Late last week, Lindy Blanchard loaned her campaign $1.6 million, bringing her available funds at the time to just over $3 million.
Blanchard, the former ambassador to Slovenia under President Donald Trump, previously loaned her campaign $5 million in December and $2.8 million in January. She touted her ability to self-fund her campaign, rather than relying on political contributions, as an advantage in the race.
Last fall, Inside Alabama Politics reported that the self-funder was willing to spend $10 million of his own money to run for office, which at the time was the US Senate. She now stands at $9.6 million with 28 days until the primary election.
While Blanchard has the most cash on hand, currently, Ivey received significant contributions this month and has $2.7 million, according to the latest information on the Alabama Secretary of State’s website. .
Applicants must report donations over $12,000 separately and Ivey listed eight totaling just over $1 million. The largest of these, $750,000, comes from a DC-based organization called “Get Families Back to Work.”

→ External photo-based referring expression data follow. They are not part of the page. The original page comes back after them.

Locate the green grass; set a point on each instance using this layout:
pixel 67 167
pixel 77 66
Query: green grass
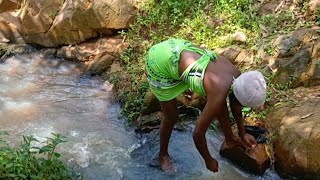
pixel 210 23
pixel 32 162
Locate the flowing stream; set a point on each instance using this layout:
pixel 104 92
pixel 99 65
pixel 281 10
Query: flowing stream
pixel 39 96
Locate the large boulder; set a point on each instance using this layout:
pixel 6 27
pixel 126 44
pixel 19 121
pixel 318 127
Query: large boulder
pixel 297 131
pixel 55 22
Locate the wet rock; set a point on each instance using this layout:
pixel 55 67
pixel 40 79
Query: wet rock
pixel 312 6
pixel 54 23
pixel 297 129
pixel 150 104
pixel 147 123
pixel 255 160
pixel 244 59
pixel 89 50
pixel 268 7
pixel 100 64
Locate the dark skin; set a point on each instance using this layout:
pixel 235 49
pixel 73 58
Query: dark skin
pixel 217 81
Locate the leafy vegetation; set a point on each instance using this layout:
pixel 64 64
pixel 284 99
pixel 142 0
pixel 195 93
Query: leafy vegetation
pixel 208 23
pixel 30 162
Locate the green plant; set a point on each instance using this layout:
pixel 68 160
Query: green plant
pixel 28 162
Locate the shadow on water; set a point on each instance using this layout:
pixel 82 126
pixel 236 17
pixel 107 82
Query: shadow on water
pixel 39 96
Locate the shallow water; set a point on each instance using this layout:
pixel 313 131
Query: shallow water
pixel 39 96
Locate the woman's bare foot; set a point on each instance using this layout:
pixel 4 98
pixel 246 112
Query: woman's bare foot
pixel 233 142
pixel 167 164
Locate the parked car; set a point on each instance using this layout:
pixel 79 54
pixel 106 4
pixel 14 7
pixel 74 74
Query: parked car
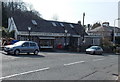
pixel 22 47
pixel 94 50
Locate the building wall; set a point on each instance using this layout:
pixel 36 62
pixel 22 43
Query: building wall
pixel 119 13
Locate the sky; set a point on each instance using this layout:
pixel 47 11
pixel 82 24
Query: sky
pixel 72 10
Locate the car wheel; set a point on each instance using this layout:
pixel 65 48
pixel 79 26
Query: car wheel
pixel 36 52
pixel 16 52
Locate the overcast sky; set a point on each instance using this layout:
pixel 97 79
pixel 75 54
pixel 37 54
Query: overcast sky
pixel 72 10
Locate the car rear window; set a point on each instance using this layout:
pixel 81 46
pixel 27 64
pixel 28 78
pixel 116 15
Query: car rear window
pixel 32 44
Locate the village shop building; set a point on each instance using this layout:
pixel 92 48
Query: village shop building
pixel 48 34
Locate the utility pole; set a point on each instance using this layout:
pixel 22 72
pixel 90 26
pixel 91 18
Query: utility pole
pixel 83 18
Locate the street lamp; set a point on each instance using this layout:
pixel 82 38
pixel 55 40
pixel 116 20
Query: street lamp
pixel 114 29
pixel 66 37
pixel 29 29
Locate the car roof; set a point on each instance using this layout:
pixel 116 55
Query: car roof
pixel 26 41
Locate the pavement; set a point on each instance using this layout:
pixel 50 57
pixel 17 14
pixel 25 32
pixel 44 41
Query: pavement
pixel 59 66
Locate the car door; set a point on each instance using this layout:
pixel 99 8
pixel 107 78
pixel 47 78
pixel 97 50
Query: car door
pixel 98 50
pixel 32 46
pixel 25 47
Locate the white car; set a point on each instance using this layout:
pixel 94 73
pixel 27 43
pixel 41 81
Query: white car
pixel 22 47
pixel 94 50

James had half a dozen major contributions totaling $250,000 and has approximately $877,000 on hand. That campaign said on Tuesday that James would make an announcement and discuss the future of his campaign today.

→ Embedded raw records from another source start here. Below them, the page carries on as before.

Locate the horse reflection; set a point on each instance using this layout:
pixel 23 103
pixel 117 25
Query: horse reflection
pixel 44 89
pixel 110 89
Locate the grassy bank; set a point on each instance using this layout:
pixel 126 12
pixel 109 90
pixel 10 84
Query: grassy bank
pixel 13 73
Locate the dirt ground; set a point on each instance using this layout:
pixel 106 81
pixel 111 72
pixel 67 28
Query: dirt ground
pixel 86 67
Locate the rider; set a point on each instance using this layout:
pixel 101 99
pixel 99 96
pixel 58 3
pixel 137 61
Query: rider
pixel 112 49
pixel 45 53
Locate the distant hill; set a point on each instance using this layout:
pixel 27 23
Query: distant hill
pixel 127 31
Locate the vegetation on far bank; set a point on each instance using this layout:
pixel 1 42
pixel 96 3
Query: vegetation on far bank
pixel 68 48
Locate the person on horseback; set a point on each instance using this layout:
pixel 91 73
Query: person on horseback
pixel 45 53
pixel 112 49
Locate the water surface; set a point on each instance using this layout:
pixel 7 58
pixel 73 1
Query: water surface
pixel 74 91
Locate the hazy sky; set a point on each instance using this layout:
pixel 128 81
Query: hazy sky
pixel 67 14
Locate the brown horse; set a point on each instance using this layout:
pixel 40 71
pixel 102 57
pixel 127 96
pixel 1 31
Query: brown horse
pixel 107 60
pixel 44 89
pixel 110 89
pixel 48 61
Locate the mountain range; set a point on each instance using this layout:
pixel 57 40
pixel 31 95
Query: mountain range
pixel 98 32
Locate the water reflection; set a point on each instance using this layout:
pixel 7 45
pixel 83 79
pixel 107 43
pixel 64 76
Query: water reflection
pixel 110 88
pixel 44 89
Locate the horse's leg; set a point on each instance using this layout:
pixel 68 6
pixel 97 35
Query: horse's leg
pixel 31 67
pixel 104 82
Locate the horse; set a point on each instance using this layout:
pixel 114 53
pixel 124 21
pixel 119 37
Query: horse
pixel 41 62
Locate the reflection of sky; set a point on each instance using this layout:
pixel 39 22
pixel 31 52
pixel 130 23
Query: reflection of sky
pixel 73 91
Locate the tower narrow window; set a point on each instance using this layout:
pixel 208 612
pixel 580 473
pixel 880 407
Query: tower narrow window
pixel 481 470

Ivey has other numbers in his favor. Alabama Daily News reported last week that a recent internal poll showed Ivey leading with 57% of likely Republican voters. Fourteen percent said they would choose Blanchard and 12% would vote for bridge developer Tim James. Only 12% of voters remain undecided in the race, according to the poll.
Details of April campaign spending will be available next week when the monthly campaign reports are due.
In total, the candidates for the 2022 gubernatorial race raised $20.5 million and spent $13.5 million.